Reputation: 31
I have a dataframe that contains a column holding 'Log' strings.
I'd like to create a new column based on the values I've parsed from the 'Log' column.
Currently, I'm using .apply()
with the following function:
def classification(row):
if 'A' in row['Log']:
return 'Situation A'
elif 'B' in row['Log']:
return 'Situation B'
elif 'C' in row['Log']:
return 'Situation C'
return 'Check'
it looks like:
df['Classification'] = df.apply(classification, axis=1)
The issue is that it takes a lot of time (~3min to a dataframe with 4M rows) and I'm looking for a faster way.
I saw some examples of users using vectorized functions that run much faster but those don't have if statements in the function.
My question - is it possible to vectorize the function I've added and what is the fastest way to perform
this task?
Upvotes: 2
Views: 199
Reputation: 6495
I would not be sure that using a nested numpy.where
will increase performance: here some test performace with 4M rows
import numpy as np
import pandas as pd
ls = ['Abc', 'Bert', 'Colv', 'Dia']
df = pd.DataFrame({'Log': np.random.choice(ls, 4_000_000)})
df['Log_where'] = np.where(df['Log'].str.contains('A'), 'Situation A',
np.where(df['Log'].str.contains('B'), 'Situation B',
np.where(df['Log'].str.contains('C'), 'Situation C', 'check')))
def classification(x):
if 'A' in x:
return 'Situation A'
elif 'B' in x:
return 'Situation B'
elif 'C' in x:
return 'Situation C'
return 'Check'
df['Log_apply'] = df['Log'].apply(classification)
Nested np.where Performance
%timeit np.where(df['Log'].str.contains('A'), 'Situation A', np.where(df['Log'].str.contains('B'), 'Situation B',np.where(df['Log'].str.contains('C'), 'Situation C', 'check')))
8.59 s ± 1.71 s per loop (mean ± std. dev. of 7 runs, 1 loop each)
Applymap Performance
%timeit df['Log'].apply(classification)
911 ms ± 146 ms per loop (mean ± std. dev. of 7 runs, 1 loop each)

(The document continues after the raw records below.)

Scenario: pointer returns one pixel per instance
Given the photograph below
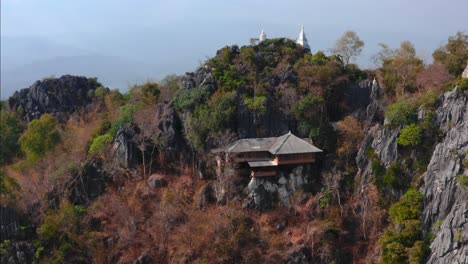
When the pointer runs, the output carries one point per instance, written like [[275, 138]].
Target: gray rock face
[[273, 121], [126, 146], [8, 223], [170, 136], [445, 200], [59, 97], [200, 78], [384, 141], [263, 193]]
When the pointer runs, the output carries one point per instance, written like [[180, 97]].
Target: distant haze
[[123, 42]]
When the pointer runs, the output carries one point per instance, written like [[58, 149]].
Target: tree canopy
[[40, 137], [348, 46]]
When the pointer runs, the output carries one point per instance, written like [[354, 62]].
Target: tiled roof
[[286, 144]]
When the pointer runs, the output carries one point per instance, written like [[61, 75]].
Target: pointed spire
[[262, 37], [302, 40]]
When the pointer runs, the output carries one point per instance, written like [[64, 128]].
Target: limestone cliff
[[445, 212]]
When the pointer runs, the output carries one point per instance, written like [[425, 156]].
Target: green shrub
[[463, 85], [392, 176], [256, 104], [403, 239], [410, 136], [308, 112], [11, 128], [409, 207], [127, 114], [463, 181], [417, 254], [100, 92], [188, 99], [401, 113], [61, 235], [40, 137], [394, 253], [99, 144], [211, 120]]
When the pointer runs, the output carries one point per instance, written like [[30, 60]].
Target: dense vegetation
[[44, 161]]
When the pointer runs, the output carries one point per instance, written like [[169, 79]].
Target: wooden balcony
[[262, 173]]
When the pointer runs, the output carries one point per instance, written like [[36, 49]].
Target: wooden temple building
[[265, 156]]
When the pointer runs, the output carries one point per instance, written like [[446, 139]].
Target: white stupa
[[262, 37], [465, 72], [302, 40]]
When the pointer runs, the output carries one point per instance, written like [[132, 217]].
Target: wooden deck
[[263, 173]]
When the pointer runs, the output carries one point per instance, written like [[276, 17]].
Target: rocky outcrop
[[264, 193], [445, 200], [9, 224], [57, 96], [126, 145], [383, 140], [272, 122], [202, 77], [378, 137], [170, 137], [465, 72]]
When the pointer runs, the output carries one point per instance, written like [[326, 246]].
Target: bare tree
[[331, 180], [348, 46]]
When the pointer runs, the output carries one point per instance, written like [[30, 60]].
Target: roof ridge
[[235, 144], [289, 134]]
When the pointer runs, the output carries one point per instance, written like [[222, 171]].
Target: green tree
[[401, 113], [11, 128], [385, 54], [401, 70], [409, 207], [40, 137], [348, 46], [211, 120], [410, 136], [310, 114], [454, 54]]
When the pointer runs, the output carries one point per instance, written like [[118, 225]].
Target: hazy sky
[[176, 35]]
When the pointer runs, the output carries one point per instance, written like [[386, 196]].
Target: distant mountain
[[114, 72]]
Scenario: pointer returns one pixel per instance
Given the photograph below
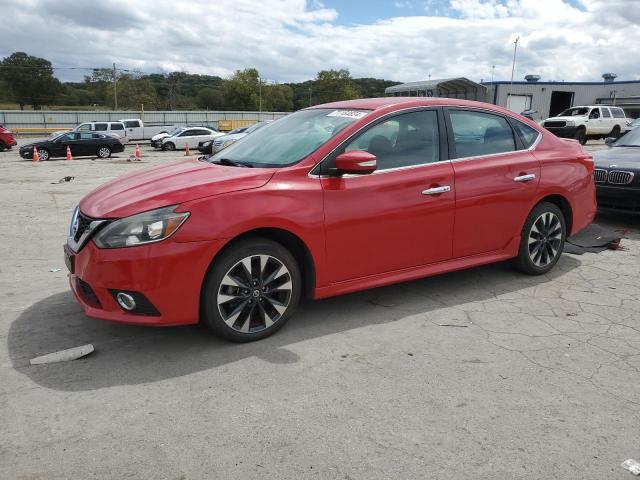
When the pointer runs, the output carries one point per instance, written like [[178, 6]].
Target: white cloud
[[290, 40]]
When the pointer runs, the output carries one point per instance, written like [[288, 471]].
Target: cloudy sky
[[291, 40]]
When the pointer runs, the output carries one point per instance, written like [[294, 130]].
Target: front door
[[495, 178], [398, 217]]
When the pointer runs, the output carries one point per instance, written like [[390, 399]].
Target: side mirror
[[356, 162]]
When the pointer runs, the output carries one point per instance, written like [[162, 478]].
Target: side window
[[528, 135], [401, 141], [617, 112], [479, 133]]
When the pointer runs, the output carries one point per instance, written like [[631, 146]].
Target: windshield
[[289, 139], [629, 139], [574, 112]]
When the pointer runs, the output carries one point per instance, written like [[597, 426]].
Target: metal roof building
[[545, 98]]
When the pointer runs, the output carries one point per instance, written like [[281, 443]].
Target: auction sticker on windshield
[[347, 113]]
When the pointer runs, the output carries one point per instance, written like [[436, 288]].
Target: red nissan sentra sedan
[[328, 200]]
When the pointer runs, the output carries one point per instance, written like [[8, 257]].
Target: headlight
[[140, 229]]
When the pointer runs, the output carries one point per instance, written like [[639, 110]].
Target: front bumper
[[623, 198], [563, 132], [169, 274]]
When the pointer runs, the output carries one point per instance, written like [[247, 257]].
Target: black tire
[[103, 151], [615, 132], [43, 154], [539, 257], [250, 306]]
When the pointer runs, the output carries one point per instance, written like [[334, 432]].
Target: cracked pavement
[[484, 373]]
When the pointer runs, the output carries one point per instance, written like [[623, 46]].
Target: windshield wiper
[[232, 163]]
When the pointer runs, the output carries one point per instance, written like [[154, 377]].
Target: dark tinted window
[[401, 141], [528, 134], [617, 112], [479, 133]]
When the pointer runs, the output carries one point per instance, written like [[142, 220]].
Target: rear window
[[617, 113]]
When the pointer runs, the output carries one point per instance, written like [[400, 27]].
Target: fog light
[[126, 301]]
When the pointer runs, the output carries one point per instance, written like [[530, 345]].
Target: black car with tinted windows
[[80, 143], [617, 173]]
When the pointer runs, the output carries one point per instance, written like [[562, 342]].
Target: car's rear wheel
[[251, 291], [43, 154], [104, 151], [542, 239], [615, 132]]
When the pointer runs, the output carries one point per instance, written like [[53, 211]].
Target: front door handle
[[437, 190], [525, 178]]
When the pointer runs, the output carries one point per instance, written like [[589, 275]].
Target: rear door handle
[[437, 190], [525, 178]]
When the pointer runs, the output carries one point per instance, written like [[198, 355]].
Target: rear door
[[401, 215], [496, 176]]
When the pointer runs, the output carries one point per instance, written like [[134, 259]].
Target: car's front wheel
[[542, 239], [251, 290], [104, 152]]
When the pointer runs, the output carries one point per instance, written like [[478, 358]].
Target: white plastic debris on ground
[[63, 355], [632, 466]]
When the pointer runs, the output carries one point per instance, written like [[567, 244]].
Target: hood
[[169, 184], [621, 157]]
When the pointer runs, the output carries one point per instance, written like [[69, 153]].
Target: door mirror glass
[[356, 162]]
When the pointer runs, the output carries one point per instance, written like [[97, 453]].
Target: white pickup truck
[[137, 130], [587, 122]]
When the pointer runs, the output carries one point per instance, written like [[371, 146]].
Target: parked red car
[[328, 200], [6, 139]]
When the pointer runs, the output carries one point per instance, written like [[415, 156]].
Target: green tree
[[334, 85], [30, 79]]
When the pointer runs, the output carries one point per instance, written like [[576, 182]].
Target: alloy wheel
[[254, 293], [545, 238]]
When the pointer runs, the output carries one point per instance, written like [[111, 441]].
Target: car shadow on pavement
[[133, 355]]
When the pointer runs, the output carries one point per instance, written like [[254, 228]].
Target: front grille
[[600, 175], [620, 177], [555, 123], [83, 224]]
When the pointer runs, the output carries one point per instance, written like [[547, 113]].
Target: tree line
[[30, 81]]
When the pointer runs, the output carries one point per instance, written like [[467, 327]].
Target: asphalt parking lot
[[529, 378]]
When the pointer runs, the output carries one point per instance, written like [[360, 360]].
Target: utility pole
[[513, 68], [115, 88]]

At least with my machine using nested np.where
is almost 10x times slower than a applymap
.
A final remark: using the solution suggested in the comments, i.e. something like:
d = {'A': 'Situation A',
'B': 'Situation B',
'C': 'Situation C'}
df['Log_extract'] = df['Log'].str.extract('(A|B|C)')
df['Log_extract'] = df['Log_extract'].map(d).fillna('Check')
has the following problems:
It won't necessarely be faster - testing on my machine:
%timeit df['Log_extract'] = df['Log'].str.extract('(A|B|C)')
3.74 s ± 70.7 ms per loop (mean ± std. dev. of 7 runs, 1 loop each)
The .extract
method follows string order i.e. from the string 'AB'
will extract 'A'
and from 'BA'
will extract 'B'
. On the other hand the OP function classification
has an hierarchical ordering of extraction, thus extract 'A'
in both cases.
Upvotes: 2